Where are my keys?

Forgetting can improve health and fitness. True. Every time I have to go back to where I was minutes, hours, days before, to do the thing I’d forgotten, I get a little bit more physical exercise, and – and this is very important – I exercise my mental faculties and memories and, presumably, improve my memorising capacities. It’s what I want to believe, so let it be true.

In this category today were the following:

Arriving at the car and realising I’d forgotten the car keys, so returning to the house, find the key, unlocking the door and – immediately (yes, I knew exactly where I’d left them) – laying my hands on them. Then re-locking the door and going back to the car.

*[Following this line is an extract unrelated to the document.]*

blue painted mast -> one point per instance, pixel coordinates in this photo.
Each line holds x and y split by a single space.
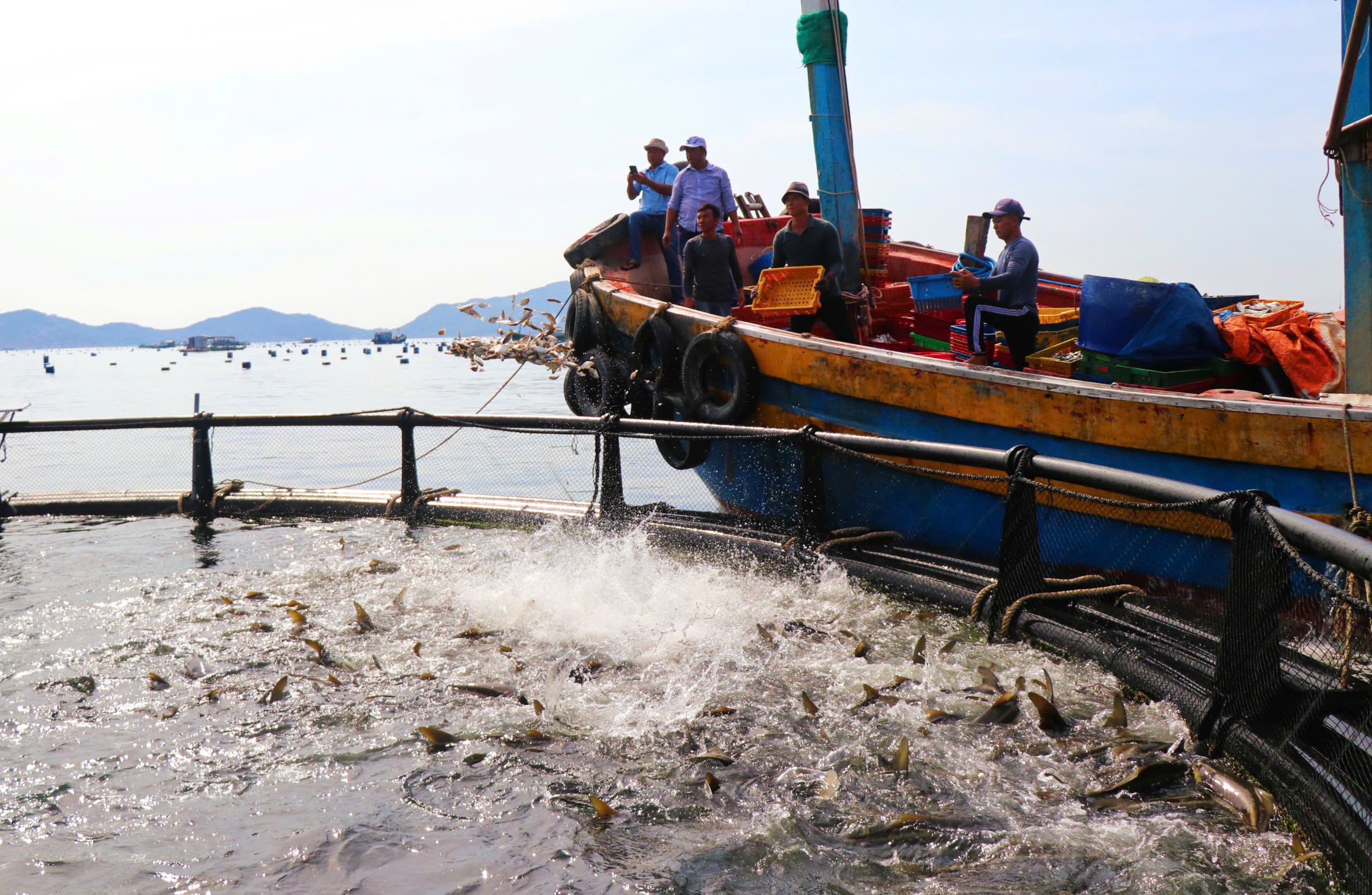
1349 142
831 121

Another thing with the keys at work.

The same thing with the equipment necessary to do my job, remembering to go back and get it just as I was driving out the gate to travel ten miles up country. A couple of times, I’ve arrived in the northern depot without any of the equipment and had to go back to the start. It can feel as though every day is a potential snakes and ladders game, but with the potential of sliding off the board onto the floor, even before I start.

Then I forgot to put coconut milk in the Thai soup. The smell of my own breath alerted to me to something being wrong but it took a while to work it out.

Also, spelling errors. [Spekk, speek, speeling, spelling.] [altered, alerted.] [is, it, if.]

Again I wonder if a) some of this is normal ageing, b) I’m tired, c) it’s only memory, or d) something worse.